DLNA - ustawiłem ARC, wysyłanie po nim zamiast PCM na auto i nie ma problemu jak na Samsungu że przejście z DTS na DD wiąże się z włażeniem w menu i przestawianiem. Napisy mają polskie znaczki, mogę wybierać ścieżki dźwiękowe. Nie używając DLNA Servio tylko czytając bezpośrednio po katalogach NAS'a już jest mniej pięknie bo napisy mi bez ogonków czytał a nawet jednego filmiku stwierdził ze nie ruszy wcale. No ale to mało istotne. Nie odtwarza też muzyki DTS zakodowanej w VAW ale od tego mam Kodi na QNAP'ie.
Musze jeszcze rozgryźć tylko jak tego LG'ka poustawiać bo mam cały czas problem z wyborem źródła. Do HDMI2-ARC jest podpięty amplituner Yamachy, a do niego BluRay i Sagemcom Polsatu. Wybranie na TV wejścia HDMI zawsze włącza mi BluRay. W TV pod HDMI2 też jest tylko odgałęzienie na Bluray. Przełączyłem BD bezpośrednio do TV na HDMI1 ale nadal wybranie HDMI1 powoduje włączenie Bluray ale też i przełączenie amplitunera na niepodłączony już Bluray i ciszę. No orzeszku mój. Na razie BD wypiąłem całkiem aż nie ogarnę o co chodzi. Dopiero co 4 godziny go mam. Pewnie moja niewiedza.
Podsumowując. Nie wiem na ile da się jeszcze coś wycisnąć z tego ekranu. Wiem też co jest wynikiem ułomności technologicznej zastosowanego rozwiązania.
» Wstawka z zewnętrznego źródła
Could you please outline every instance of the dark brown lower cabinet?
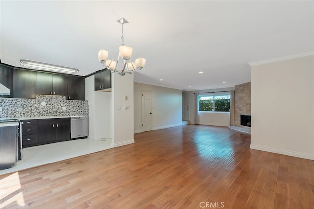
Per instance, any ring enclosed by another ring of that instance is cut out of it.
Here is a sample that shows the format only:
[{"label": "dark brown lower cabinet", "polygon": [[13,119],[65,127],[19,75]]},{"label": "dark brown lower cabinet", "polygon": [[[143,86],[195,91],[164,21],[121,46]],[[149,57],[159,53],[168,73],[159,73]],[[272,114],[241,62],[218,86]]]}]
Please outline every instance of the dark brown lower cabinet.
[{"label": "dark brown lower cabinet", "polygon": [[70,118],[38,120],[38,143],[44,144],[69,140]]}]

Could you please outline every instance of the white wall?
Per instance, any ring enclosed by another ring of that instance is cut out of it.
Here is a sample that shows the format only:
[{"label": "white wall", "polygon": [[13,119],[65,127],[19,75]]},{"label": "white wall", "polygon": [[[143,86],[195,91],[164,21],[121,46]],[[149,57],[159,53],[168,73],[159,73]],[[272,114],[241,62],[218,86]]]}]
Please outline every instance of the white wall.
[{"label": "white wall", "polygon": [[142,90],[152,92],[153,130],[182,125],[181,90],[134,83],[134,133],[142,132]]},{"label": "white wall", "polygon": [[93,140],[111,138],[111,93],[95,91],[94,76],[85,79],[85,97],[89,103],[88,138]]},{"label": "white wall", "polygon": [[252,67],[252,149],[314,160],[313,56]]},{"label": "white wall", "polygon": [[134,143],[133,76],[111,73],[111,145],[114,147]]},{"label": "white wall", "polygon": [[199,124],[228,127],[230,125],[230,113],[200,112]]}]

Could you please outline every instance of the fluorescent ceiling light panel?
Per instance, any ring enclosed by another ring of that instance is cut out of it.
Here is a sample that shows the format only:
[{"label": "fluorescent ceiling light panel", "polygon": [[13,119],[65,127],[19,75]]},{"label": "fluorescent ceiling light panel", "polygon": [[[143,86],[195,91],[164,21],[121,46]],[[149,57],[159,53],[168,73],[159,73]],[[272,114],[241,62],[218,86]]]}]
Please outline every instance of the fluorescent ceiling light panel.
[{"label": "fluorescent ceiling light panel", "polygon": [[62,73],[74,74],[79,71],[76,68],[68,68],[26,59],[20,60],[20,64],[27,68]]}]

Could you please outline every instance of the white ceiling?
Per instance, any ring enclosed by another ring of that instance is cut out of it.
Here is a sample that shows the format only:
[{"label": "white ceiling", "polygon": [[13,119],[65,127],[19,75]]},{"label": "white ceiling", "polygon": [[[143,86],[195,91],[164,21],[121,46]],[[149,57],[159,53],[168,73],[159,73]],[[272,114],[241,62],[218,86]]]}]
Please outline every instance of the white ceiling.
[{"label": "white ceiling", "polygon": [[125,17],[126,46],[133,48],[133,60],[147,60],[135,81],[184,91],[234,87],[250,81],[248,63],[314,50],[313,1],[1,0],[0,6],[4,63],[30,59],[87,75],[104,68],[100,49],[109,57],[118,50],[116,21]]}]

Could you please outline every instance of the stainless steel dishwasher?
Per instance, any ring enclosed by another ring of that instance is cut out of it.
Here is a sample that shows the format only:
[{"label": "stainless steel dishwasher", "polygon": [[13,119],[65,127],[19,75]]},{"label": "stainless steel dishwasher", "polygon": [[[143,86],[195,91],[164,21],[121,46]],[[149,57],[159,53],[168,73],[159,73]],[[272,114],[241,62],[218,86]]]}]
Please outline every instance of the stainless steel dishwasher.
[{"label": "stainless steel dishwasher", "polygon": [[71,118],[71,139],[86,138],[88,136],[88,117]]},{"label": "stainless steel dishwasher", "polygon": [[21,125],[17,119],[0,120],[0,170],[11,168],[22,158]]}]

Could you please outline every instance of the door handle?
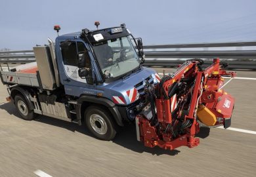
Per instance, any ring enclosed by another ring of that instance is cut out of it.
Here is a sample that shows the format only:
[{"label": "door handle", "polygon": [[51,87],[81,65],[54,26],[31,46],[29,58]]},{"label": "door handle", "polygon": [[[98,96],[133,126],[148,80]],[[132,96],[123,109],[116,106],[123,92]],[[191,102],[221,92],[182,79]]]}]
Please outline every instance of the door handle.
[{"label": "door handle", "polygon": [[64,81],[67,82],[67,83],[69,83],[71,81],[68,79],[64,79]]}]

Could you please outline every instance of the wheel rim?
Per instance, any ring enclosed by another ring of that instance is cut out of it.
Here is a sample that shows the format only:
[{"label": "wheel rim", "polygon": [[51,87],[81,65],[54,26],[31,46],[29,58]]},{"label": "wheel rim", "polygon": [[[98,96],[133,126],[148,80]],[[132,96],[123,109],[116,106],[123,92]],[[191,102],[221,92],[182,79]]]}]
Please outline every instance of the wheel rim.
[{"label": "wheel rim", "polygon": [[19,111],[24,115],[28,115],[28,107],[26,105],[26,104],[22,100],[18,100],[18,108]]},{"label": "wheel rim", "polygon": [[105,134],[108,130],[108,126],[105,120],[98,114],[91,115],[90,124],[93,129],[100,134]]}]

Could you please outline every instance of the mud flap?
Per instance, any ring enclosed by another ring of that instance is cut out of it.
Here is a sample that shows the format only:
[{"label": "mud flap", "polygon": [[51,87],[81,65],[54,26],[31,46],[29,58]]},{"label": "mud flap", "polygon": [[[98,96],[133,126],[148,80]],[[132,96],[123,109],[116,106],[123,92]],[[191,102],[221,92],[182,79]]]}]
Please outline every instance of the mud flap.
[{"label": "mud flap", "polygon": [[224,119],[224,128],[228,128],[231,125],[231,118]]}]

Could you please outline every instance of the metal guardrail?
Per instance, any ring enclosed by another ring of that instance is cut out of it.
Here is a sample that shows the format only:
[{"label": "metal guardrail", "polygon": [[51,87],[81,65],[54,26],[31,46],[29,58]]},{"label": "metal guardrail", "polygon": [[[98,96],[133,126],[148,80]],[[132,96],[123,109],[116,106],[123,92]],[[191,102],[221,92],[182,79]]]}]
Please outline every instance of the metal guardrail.
[{"label": "metal guardrail", "polygon": [[[249,69],[256,70],[256,61],[249,61],[248,60],[256,59],[256,50],[156,50],[164,49],[180,49],[182,48],[249,46],[256,47],[256,41],[146,45],[144,46],[144,49],[146,49],[145,55],[146,58],[144,66],[162,68],[176,67],[179,64],[184,62],[184,60],[177,60],[177,58],[220,58],[221,60],[236,59],[235,60],[226,62],[229,64],[227,68],[228,69]],[[149,50],[150,49],[151,51]],[[25,64],[34,61],[35,60],[33,50],[0,52],[0,64]],[[210,62],[209,61],[205,61],[205,63],[209,64]]]},{"label": "metal guardrail", "polygon": [[146,45],[144,49],[256,46],[256,41]]}]

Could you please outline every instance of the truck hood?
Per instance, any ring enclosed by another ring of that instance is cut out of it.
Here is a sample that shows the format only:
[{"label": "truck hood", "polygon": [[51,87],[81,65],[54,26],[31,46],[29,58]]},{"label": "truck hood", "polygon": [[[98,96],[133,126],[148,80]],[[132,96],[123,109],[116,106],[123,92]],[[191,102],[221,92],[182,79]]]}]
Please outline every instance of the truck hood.
[{"label": "truck hood", "polygon": [[132,73],[122,79],[118,80],[117,83],[111,87],[113,90],[120,90],[121,88],[123,88],[124,90],[131,88],[131,87],[135,87],[137,90],[141,88],[140,83],[143,84],[143,81],[153,81],[154,77],[152,75],[154,75],[156,71],[150,68],[142,67],[141,69],[136,73]]}]

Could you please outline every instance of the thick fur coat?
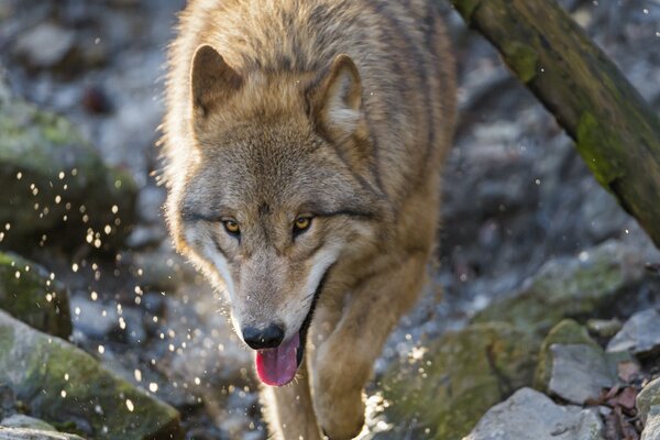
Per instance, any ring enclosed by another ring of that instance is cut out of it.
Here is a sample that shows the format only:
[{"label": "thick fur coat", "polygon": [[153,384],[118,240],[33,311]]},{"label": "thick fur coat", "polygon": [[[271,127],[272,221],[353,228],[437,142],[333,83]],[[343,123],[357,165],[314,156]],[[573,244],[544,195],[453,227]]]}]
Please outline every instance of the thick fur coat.
[{"label": "thick fur coat", "polygon": [[290,381],[263,389],[276,438],[360,432],[373,362],[425,282],[455,105],[432,3],[191,0],[180,15],[167,219],[262,381]]}]

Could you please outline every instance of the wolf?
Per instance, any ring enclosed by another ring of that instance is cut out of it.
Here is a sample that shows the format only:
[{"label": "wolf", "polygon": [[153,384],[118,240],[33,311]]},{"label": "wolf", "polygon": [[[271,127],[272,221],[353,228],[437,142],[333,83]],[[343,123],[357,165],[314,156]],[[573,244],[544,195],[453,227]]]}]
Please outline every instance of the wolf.
[{"label": "wolf", "polygon": [[177,250],[227,295],[275,438],[350,439],[433,254],[454,65],[429,0],[190,0],[168,52]]}]

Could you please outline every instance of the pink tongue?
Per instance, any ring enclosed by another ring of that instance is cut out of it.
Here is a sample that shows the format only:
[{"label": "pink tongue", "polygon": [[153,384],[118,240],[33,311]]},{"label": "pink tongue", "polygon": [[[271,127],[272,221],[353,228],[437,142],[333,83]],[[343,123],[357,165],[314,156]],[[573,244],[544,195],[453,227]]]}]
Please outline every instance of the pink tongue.
[{"label": "pink tongue", "polygon": [[296,333],[276,349],[258,350],[256,352],[256,374],[258,378],[273,386],[286,385],[296,375],[298,360],[296,350],[300,346],[300,336]]}]

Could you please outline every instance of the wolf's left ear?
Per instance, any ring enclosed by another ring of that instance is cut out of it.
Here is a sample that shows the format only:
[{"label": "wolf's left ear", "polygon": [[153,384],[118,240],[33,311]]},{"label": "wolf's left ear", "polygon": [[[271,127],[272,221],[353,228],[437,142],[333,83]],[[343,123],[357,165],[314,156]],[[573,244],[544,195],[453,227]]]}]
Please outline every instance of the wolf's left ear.
[{"label": "wolf's left ear", "polygon": [[195,51],[190,69],[190,91],[195,114],[206,116],[241,88],[243,78],[211,46]]},{"label": "wolf's left ear", "polygon": [[327,135],[343,142],[363,124],[362,86],[350,56],[338,55],[308,91],[311,118]]}]

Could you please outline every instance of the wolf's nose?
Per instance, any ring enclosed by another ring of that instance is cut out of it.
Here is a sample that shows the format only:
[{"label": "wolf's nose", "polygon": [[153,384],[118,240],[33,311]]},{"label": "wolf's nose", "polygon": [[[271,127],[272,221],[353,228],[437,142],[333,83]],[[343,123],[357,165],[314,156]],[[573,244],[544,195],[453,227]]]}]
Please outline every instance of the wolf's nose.
[{"label": "wolf's nose", "polygon": [[265,329],[255,327],[243,328],[243,339],[251,349],[274,349],[284,339],[284,330],[277,324],[270,324]]}]

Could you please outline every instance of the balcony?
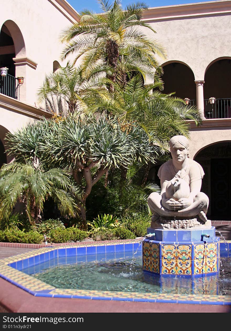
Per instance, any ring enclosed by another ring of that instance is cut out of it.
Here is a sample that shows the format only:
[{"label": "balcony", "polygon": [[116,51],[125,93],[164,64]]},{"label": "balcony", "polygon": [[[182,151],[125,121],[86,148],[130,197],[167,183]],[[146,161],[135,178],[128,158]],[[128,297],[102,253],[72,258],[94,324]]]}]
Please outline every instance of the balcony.
[{"label": "balcony", "polygon": [[211,104],[209,99],[204,100],[205,117],[206,118],[231,118],[231,98],[217,99]]},{"label": "balcony", "polygon": [[0,93],[19,100],[20,84],[18,79],[9,74],[0,77]]},{"label": "balcony", "polygon": [[[212,98],[211,98],[212,99]],[[204,113],[207,119],[231,118],[231,98],[215,99],[214,103],[210,99],[204,100]],[[189,100],[188,105],[196,106],[196,100]]]}]

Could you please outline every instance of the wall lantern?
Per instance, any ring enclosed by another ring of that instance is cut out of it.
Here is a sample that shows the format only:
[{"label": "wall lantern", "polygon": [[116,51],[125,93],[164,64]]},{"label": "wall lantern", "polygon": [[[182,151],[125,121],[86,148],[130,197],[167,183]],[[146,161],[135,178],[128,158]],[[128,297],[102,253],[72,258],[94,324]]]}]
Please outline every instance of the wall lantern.
[{"label": "wall lantern", "polygon": [[19,85],[22,85],[24,82],[24,77],[17,77]]},{"label": "wall lantern", "polygon": [[189,99],[188,98],[185,98],[184,99],[185,101],[185,103],[186,105],[188,105],[189,101],[190,101],[190,99]]},{"label": "wall lantern", "polygon": [[7,68],[6,67],[4,67],[4,68],[0,68],[0,74],[3,77],[5,77],[7,74],[8,70],[8,68]]},{"label": "wall lantern", "polygon": [[216,101],[215,98],[213,98],[213,97],[210,98],[209,99],[209,102],[211,104],[211,105],[213,105],[215,101]]}]

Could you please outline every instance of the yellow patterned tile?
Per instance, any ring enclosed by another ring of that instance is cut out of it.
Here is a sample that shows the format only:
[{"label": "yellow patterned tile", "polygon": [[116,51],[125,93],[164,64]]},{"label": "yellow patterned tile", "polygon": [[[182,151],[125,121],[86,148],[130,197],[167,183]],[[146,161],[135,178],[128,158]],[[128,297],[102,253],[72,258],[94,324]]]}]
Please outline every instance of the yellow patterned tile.
[{"label": "yellow patterned tile", "polygon": [[208,258],[208,259],[206,259],[206,273],[209,272],[214,272],[217,271],[217,258]]},{"label": "yellow patterned tile", "polygon": [[199,244],[194,246],[194,259],[203,259],[205,254],[205,245],[203,244]]},{"label": "yellow patterned tile", "polygon": [[176,273],[177,275],[192,274],[192,260],[176,260]]},{"label": "yellow patterned tile", "polygon": [[205,273],[205,259],[204,258],[197,259],[192,260],[194,261],[194,275]]},{"label": "yellow patterned tile", "polygon": [[205,245],[205,257],[216,257],[218,252],[216,248],[216,244],[213,243],[209,243]]},{"label": "yellow patterned tile", "polygon": [[162,255],[161,259],[169,260],[176,259],[176,245],[161,244]]},{"label": "yellow patterned tile", "polygon": [[160,259],[154,259],[152,257],[151,259],[151,271],[156,273],[160,273]]},{"label": "yellow patterned tile", "polygon": [[192,245],[177,245],[176,254],[178,260],[191,260]]},{"label": "yellow patterned tile", "polygon": [[161,259],[161,273],[165,274],[175,274],[176,273],[176,260]]},{"label": "yellow patterned tile", "polygon": [[152,243],[151,245],[151,256],[153,259],[160,258],[160,245]]}]

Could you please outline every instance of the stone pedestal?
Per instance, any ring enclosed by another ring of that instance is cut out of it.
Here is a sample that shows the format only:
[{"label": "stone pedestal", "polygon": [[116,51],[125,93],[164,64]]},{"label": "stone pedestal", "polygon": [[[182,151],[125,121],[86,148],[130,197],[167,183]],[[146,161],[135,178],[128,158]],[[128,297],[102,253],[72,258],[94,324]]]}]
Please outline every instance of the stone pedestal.
[{"label": "stone pedestal", "polygon": [[148,228],[147,234],[153,233],[143,242],[144,271],[198,276],[219,272],[220,242],[215,236],[215,227],[206,230]]}]

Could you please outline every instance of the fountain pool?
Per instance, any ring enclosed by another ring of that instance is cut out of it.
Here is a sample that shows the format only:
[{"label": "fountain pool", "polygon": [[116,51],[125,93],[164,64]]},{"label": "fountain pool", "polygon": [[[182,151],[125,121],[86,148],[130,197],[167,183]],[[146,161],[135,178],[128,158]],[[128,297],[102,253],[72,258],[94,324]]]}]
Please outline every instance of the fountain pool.
[{"label": "fountain pool", "polygon": [[[137,249],[133,258],[133,252]],[[230,305],[230,249],[231,242],[221,242],[221,257],[224,259],[221,259],[223,266],[219,280],[217,275],[199,278],[186,275],[177,279],[168,275],[151,277],[142,272],[141,245],[137,241],[40,249],[35,253],[31,252],[1,260],[0,276],[35,296]],[[96,270],[97,265],[99,271]],[[43,278],[49,269],[51,276],[50,274],[48,279],[54,278],[58,266],[61,267],[62,276],[58,283],[54,285],[53,279],[50,281]],[[76,279],[70,279],[65,268],[71,267],[74,267],[72,272],[79,275],[80,285]],[[44,269],[47,270],[40,272]],[[84,275],[84,272],[91,275],[91,279],[87,279],[88,287],[82,281],[86,276],[81,278],[79,275],[81,270]],[[106,285],[105,287],[99,284],[99,272],[104,277],[102,284]],[[118,285],[115,287],[115,277],[118,274],[120,278]],[[67,277],[63,278],[67,275]],[[110,277],[111,281],[109,280]],[[139,278],[141,278],[141,282]],[[125,280],[125,285],[123,283],[121,286],[121,279]]]}]

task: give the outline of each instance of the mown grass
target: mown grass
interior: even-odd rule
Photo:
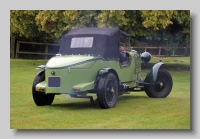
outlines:
[[[58,95],[50,106],[32,99],[35,67],[46,60],[10,60],[11,129],[190,129],[190,71],[169,70],[173,89],[167,98],[145,92],[118,97],[112,109],[100,109],[88,99]],[[143,76],[148,70],[143,71]],[[94,99],[96,98],[95,95]]]

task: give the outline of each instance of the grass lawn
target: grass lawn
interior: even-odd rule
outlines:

Myślę wiec, że ktoś kto miał dobrego Samsunga z wyższej półki, albo pooglądał QLEDa, niech zapomni całkowicie o tych strefowych LG, bo się potężnie rozczaruje jakością obrazu. Albo wybrać OLED'a LG albo jednak QLED'a a nawet NU8000 Samsunga.
Mi się już nie chce pakować go w pudło bo nie mam na co wymienić. Poczekam aż Samsung zmądrzeje i przywróci DTS, wtedy LG'ka się pozbędę. Teraz przyzwyczaję się bo wyjścia innego nie ma. Człowiek to taka bestia że się po prostu przyzwyczaja z czasem
Pozdrawiam serdecznie.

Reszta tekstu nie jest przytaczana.